As revealed yesterday, VeriSign reported suffering a number of "successful attacks" against its corporate network in 2010. It said it was "unaware of any situation in which possibly [extracted] information had been used", but it was unable to be sure that such information was not or could not be used in the future. It also revealed that the attacks were not reported to the company's management until September 2011.
In a statement, VeriSign said it has a number of security mechanisms deployed in its network to ensure the integrity of the zone files published, and in 2005 it engineered real-time validation systems that were designed to detect and mitigate both internal and external attacks that might attempt to compromise the integrity of the DNS.
“All DNS zone files were and are protected by a series of integrity checks including real-time monitoring and validation. VeriSign places the highest priority on security and the reliable operation of the DNS,” it said.
Symantec, which acquired the certification division in May 2010, said there was no indication that the 2010 breach was related to the acquired SSL systems.

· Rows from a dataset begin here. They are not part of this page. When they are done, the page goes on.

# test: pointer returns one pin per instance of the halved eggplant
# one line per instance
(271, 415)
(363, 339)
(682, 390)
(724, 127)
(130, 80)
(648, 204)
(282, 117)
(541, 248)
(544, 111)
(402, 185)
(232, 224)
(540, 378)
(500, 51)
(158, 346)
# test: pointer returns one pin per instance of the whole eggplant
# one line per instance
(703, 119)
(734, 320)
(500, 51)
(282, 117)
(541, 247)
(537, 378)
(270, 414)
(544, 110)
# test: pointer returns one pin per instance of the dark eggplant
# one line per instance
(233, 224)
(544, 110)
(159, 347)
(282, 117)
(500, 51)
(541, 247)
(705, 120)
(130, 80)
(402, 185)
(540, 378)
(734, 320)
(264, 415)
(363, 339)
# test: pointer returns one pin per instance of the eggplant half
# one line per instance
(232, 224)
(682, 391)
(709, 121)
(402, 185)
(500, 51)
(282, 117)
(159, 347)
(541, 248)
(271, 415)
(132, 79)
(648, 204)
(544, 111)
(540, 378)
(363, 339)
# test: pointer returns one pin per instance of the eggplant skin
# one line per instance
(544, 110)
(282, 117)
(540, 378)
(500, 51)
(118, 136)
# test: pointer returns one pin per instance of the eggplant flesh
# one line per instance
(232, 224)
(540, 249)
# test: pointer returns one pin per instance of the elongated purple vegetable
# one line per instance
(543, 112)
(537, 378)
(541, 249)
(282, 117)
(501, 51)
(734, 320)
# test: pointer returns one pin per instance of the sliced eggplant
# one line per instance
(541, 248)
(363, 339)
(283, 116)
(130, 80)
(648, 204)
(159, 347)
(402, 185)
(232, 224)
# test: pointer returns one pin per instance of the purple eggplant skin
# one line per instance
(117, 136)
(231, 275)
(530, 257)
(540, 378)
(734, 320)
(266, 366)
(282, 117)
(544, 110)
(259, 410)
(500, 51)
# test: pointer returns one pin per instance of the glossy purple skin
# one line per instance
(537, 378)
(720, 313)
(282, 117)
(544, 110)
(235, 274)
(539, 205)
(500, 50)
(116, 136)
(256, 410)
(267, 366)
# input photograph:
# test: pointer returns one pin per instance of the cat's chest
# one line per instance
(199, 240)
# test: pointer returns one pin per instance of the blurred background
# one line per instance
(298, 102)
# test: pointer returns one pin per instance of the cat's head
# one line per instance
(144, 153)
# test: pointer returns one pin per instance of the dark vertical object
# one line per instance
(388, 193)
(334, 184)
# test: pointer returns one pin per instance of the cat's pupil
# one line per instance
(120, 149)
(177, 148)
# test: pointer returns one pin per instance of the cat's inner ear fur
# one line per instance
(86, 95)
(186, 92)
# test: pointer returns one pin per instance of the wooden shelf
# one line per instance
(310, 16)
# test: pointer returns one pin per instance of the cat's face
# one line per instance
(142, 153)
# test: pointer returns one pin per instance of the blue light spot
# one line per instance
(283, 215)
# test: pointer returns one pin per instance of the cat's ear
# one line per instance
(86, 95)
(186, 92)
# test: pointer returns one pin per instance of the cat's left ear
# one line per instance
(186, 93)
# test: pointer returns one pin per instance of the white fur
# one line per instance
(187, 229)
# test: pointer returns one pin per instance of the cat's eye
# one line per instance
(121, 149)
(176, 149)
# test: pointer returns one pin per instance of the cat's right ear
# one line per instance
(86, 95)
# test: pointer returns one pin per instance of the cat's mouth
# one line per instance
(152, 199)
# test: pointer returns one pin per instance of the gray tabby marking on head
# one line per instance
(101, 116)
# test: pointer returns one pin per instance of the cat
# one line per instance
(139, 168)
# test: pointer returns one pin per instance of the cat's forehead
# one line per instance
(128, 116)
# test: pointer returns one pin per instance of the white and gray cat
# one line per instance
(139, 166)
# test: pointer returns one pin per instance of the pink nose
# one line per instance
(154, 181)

In a statement, Fran Rosch, vice-president of trust services and SSL at Symantec, and previously vice-president of authentication at VeriSign, said: “Just as VeriSign stated that there was no impact to their production environment, I stand behind Symantec's statement that Trust Services (SSL), User Authentication (VIP, PKI, FDS) and other production systems acquired by Symantec were not compromised by the breach.

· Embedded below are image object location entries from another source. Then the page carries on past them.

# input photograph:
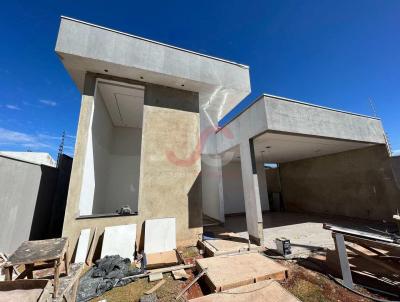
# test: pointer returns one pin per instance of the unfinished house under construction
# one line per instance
(148, 140)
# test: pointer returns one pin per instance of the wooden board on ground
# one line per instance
(89, 258)
(69, 284)
(157, 260)
(25, 291)
(265, 291)
(180, 274)
(230, 271)
(228, 245)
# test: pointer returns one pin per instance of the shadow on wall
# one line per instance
(195, 206)
(395, 164)
(48, 216)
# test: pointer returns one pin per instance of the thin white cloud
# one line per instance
(46, 136)
(48, 103)
(12, 107)
(12, 137)
(20, 139)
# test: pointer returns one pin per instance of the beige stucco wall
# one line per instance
(168, 188)
(357, 183)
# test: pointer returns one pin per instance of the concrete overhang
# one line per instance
(84, 47)
(287, 130)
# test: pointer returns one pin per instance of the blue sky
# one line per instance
(332, 53)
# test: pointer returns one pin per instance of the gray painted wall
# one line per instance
(19, 187)
(358, 183)
(26, 201)
(115, 169)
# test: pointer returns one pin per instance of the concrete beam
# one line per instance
(84, 47)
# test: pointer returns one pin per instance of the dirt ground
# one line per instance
(305, 284)
(311, 286)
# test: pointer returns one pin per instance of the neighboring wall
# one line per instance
(358, 183)
(26, 201)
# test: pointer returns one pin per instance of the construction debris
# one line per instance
(155, 277)
(106, 274)
(202, 273)
(266, 291)
(162, 259)
(370, 258)
(226, 243)
(26, 291)
(180, 274)
(155, 287)
(32, 254)
(149, 298)
(226, 272)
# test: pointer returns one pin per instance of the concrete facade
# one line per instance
(357, 183)
(279, 130)
(163, 154)
(186, 93)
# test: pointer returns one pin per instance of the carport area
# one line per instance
(295, 166)
(304, 230)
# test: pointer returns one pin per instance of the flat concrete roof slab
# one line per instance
(287, 130)
(85, 47)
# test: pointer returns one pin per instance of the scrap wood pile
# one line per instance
(106, 274)
(369, 258)
(50, 276)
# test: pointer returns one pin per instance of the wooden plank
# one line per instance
(38, 251)
(226, 272)
(89, 259)
(69, 282)
(157, 260)
(374, 260)
(24, 290)
(180, 274)
(155, 287)
(344, 261)
(266, 291)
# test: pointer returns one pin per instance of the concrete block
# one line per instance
(83, 245)
(160, 235)
(119, 240)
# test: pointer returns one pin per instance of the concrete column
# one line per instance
(212, 187)
(262, 184)
(251, 192)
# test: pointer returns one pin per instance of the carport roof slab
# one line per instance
(84, 47)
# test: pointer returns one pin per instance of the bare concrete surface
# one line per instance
(304, 231)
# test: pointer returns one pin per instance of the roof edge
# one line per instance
(314, 105)
(155, 42)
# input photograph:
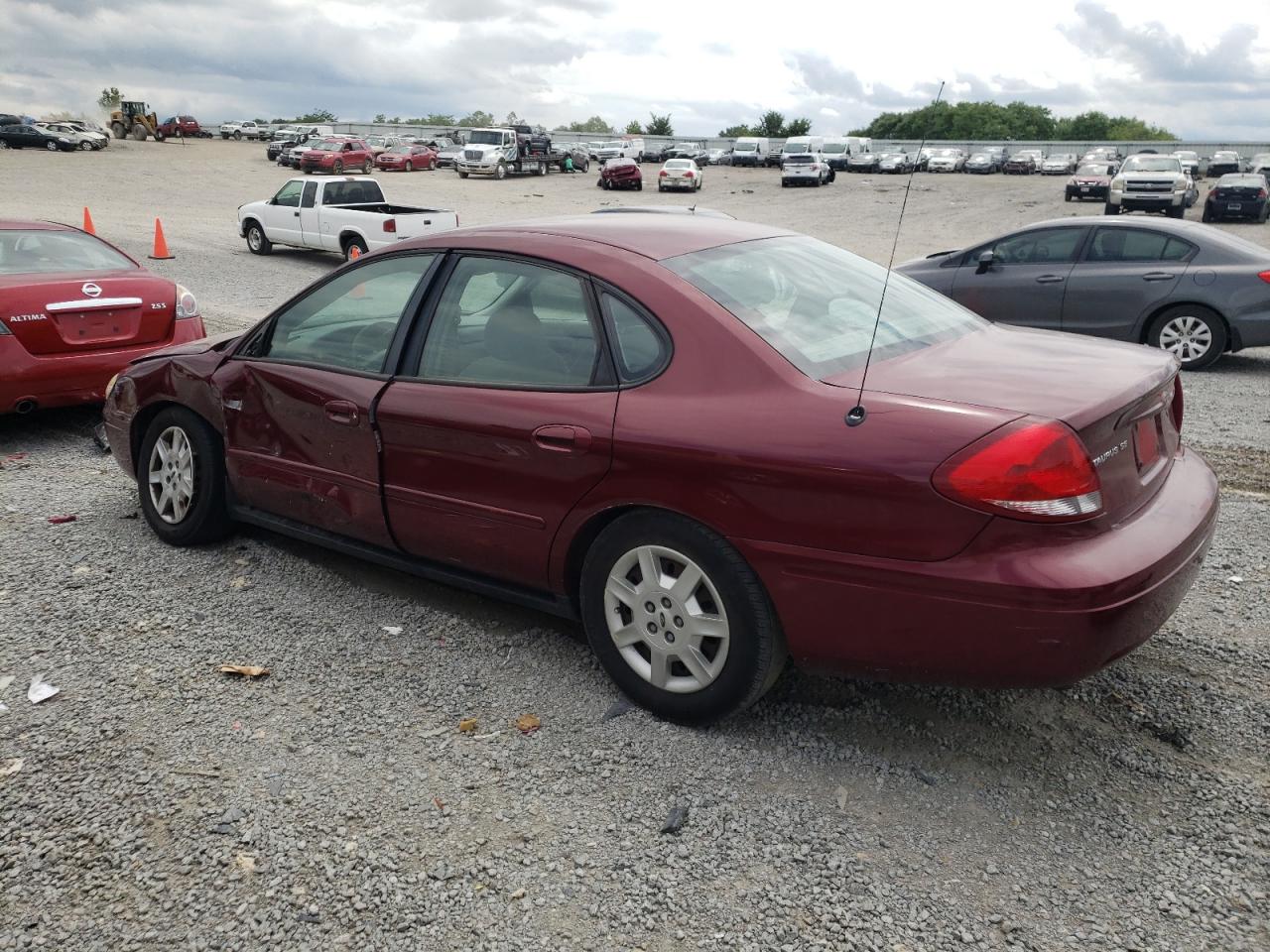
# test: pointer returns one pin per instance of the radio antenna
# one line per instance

“Unfortunately, many people are associating the breach at VeriSign with the brand of SSL certificates that Symantec acquired, begging the question ‘Is SSL dead?'. SSL, or HTTPS encryption, remains today as the most secure method to protect online data in transit.

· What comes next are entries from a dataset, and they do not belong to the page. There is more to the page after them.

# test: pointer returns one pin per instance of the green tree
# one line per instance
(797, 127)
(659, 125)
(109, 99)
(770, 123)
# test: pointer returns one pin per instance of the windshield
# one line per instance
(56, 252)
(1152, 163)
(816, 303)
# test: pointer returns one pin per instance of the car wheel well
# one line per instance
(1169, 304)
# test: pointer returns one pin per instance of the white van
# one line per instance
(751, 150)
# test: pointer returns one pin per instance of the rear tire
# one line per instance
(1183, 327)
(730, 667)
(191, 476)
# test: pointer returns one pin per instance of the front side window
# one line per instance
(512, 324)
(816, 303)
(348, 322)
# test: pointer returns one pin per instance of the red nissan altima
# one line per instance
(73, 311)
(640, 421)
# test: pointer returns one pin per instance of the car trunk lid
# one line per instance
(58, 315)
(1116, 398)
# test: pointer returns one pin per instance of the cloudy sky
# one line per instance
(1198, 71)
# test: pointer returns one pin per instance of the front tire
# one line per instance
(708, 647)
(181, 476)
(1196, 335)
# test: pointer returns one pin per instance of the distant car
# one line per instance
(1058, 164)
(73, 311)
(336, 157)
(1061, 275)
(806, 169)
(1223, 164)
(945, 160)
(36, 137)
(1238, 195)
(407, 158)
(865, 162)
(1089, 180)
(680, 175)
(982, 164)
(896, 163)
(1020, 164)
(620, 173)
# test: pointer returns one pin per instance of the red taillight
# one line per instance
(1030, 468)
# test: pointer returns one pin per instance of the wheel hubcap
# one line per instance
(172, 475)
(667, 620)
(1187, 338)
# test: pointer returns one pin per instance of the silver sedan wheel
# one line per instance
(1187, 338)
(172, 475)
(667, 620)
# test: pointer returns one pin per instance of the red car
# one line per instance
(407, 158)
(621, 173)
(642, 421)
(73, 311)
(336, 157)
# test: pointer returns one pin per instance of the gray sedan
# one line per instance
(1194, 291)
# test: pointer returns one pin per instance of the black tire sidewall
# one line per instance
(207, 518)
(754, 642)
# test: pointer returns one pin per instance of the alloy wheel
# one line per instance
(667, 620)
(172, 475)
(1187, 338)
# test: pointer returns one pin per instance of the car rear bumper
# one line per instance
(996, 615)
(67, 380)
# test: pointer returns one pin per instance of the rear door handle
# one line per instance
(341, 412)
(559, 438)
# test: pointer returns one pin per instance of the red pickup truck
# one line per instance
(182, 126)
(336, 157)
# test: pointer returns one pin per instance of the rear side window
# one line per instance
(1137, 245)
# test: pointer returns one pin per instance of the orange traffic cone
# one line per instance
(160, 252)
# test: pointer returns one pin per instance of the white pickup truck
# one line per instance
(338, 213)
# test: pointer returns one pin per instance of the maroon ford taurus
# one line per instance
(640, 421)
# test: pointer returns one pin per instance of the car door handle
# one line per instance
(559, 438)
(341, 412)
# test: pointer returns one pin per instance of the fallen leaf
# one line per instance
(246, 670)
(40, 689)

“Symantec Trust Services and Identity and Authentication solutions continue to provide unparalleled levels of security, not only in terms of our products, but in terms of how we protect the systems that protect you and your customers.”
Catalin Cosoi, chief security researcher at BitDefender, said: “It is reassuring that there was not a breach of the servers that support their DNS, but not ruling it out completely and leaving enough place for doubt means that we still need to wait for a complete assessment of the incidents.
“If the SSL process were corrupted, you could easily create a Bank of America certificate that will be trusted by every browser in the world, raising phishing attacks to whole new level.
“VeriSign is one of the most important enterprise trust authorities in the world, which delivers people safely to more than half the world's websites. A certificate issued by VeriSign will automatically be accepted by both browsers and operating systems. This kind of incident practically voids all the security provided by 64-bit operating systems.”
Cosoi said the story reminded him of the DigiNotar attack from last year, when fake certificates were issued and used to impersonate Gmail and other critical services.
“What's worrying is that the attackers could have generated valid software-signing certificates for smaller, less-known companies and use them to sign malware. By the time VeriSign realises that the respective company did not request the certificate, some nasty rootkits could be long since in the wild,” he said.
“DigiNotar went bankrupt in less than one month after grasping the extent of the breach. The implications of a hack against the world's most important enterprise trust seller are yet to be determined.”
Paul Vlissidis, technical director at NGS Secure, an NCC Group company, said: “There's a yawning gap in the internet authentication industry, because there are no security or quality standards sitting over the 1,500-plus certificate authorities, and this needs to change.
“The other problem is, of course, the huge time lapse between the hacks themselves and their disclosure. The fact that administrators responded to the attacks but did not inform their management until 2011 shows just how important comprehensive disclosure legislation is.
“As it becomes more normal for organisations to be transparent and honest about data breaches, stigma will be lessened and, crucially, those organisations will be able to take swift, responsive action. Effective information security depends on efficient incident response as well as protection.”